According to my deviceQuery output, my GPU has 16MP, 32cores/mp, blocks max is 1024x1024x64 and I have a max threads/block=1024.
So, I am working on processings some large images. Maybe 5000px x 3500px or something like that. One of my kernels is taking an average of some values across all pixels in the image.
The existing code has the images stored as a 2D array [rows][cols]. So that kernel, in C, looks like you'd expect, wtih a loop over rows, and a loop over cols, with the calculation in the middle.
So how do I set up the dimension calculation portion of this code in CUDA? I have looked at the reduction code int he SDK, but that is for a single dimension array. It doesnt have any mention of how to set up number of blocks and threads for when you have soemthing 2D.
I am thinking I'd actually need to set it up like so, and this is where I'd like someone to chime in and help:
num_threads=1024;
blocksX = num_cols/sqrt(num_threads);
blocksY = num_rows/sqrt(num_threads);
num_blocks = (num_rows*num_cols)/(blocksX*blocksY);
dim3 dimBlock(blocksX, blocksY, 1);
dim3 dimGrid(num_blocks, 1, 1);
Does this seem to make sense for the setup?
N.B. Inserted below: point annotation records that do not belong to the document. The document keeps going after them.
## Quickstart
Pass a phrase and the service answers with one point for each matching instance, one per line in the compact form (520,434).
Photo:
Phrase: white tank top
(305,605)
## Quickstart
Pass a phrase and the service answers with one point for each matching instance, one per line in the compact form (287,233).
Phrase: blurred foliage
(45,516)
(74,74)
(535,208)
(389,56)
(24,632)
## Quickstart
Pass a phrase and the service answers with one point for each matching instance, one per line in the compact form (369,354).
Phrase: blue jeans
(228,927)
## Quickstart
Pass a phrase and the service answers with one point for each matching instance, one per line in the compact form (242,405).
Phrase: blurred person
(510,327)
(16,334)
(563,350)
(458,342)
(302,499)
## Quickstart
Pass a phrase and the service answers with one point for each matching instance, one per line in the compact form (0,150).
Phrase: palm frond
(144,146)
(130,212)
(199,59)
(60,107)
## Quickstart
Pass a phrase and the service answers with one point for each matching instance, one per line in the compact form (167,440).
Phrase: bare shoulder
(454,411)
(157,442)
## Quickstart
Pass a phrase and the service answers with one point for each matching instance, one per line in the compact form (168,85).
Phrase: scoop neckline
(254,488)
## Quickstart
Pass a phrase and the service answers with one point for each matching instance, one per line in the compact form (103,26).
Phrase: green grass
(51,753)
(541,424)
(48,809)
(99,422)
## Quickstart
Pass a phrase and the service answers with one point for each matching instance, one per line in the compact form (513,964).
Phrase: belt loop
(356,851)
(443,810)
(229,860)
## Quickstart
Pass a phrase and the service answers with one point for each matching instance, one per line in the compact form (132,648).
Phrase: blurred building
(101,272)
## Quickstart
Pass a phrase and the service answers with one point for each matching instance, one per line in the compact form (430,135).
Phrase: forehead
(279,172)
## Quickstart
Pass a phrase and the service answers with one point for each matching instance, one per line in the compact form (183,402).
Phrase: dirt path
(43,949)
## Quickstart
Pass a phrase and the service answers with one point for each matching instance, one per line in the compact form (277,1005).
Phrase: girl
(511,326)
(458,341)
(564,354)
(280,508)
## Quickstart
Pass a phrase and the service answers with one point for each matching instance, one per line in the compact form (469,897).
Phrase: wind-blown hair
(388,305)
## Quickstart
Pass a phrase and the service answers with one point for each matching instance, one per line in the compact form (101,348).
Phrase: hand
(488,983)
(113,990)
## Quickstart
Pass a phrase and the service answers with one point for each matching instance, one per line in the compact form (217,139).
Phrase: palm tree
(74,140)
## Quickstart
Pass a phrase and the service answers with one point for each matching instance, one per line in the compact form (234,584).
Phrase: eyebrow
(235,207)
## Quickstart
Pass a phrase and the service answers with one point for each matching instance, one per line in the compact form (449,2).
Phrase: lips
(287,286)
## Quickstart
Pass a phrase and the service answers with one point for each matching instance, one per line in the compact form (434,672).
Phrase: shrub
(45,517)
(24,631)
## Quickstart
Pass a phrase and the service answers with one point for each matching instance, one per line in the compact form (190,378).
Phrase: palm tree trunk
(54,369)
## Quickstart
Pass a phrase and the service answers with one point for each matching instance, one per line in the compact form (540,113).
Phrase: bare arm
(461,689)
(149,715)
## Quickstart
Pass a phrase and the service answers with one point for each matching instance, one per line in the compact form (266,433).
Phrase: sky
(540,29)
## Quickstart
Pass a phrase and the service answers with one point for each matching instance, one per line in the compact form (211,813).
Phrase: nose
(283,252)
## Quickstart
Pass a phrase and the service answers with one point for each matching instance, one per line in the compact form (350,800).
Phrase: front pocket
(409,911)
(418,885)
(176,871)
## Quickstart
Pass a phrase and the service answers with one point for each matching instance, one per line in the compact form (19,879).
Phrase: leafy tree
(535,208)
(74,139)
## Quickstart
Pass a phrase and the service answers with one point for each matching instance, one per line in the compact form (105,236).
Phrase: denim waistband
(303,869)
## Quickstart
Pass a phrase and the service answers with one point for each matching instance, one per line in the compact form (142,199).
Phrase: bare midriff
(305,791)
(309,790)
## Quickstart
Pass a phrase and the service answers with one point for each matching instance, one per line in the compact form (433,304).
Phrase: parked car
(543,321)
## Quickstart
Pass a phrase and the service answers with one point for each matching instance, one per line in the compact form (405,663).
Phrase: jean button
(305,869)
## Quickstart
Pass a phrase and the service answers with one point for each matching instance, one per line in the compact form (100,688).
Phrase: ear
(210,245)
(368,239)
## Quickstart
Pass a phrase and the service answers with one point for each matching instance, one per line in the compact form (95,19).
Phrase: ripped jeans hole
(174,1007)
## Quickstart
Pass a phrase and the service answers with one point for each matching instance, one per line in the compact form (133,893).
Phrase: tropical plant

And then in the kernel, to work on a particular row or column, i'd have to use
rowidx = (blockIdx.x*blockDim.x)+threadId.x colidx = (blockIdx.y*blockDim.y)+threadId.y
At least I think that would work for getting a row and column.
How would I then access that particular row r and column c in the kernel? In the cuda programming guide I found the following code:
// Host code int width = 64, height = 64;
float* devPtr; size_t pitch;
cudaMallocPitch(&devPtr, &pitch, width * sizeof(float), height);
MyKernel<<<100, 512>>>(devPtr, pitch, width, height);
// Device code __global__ void MyKernel(float* devPtr, size_t pitch, int width, int height)
{
for (int r = 0; r < height; ++r)
{
float* row = (float*)((char*)devPtr + r * pitch);
for (int c = 0; c < width; ++c)
{
float element = row[c];
}
}
}
Which looks similar to how you'd use malloc in C to declare a 2D array, but it doesnt have any mention of accessing that array in your own kernel. I guess in my code, I will use that cudaMallocPitch call, and then perform a memcpy to get my data into the 2D array on the device?
Any tips appreciated! Thanks!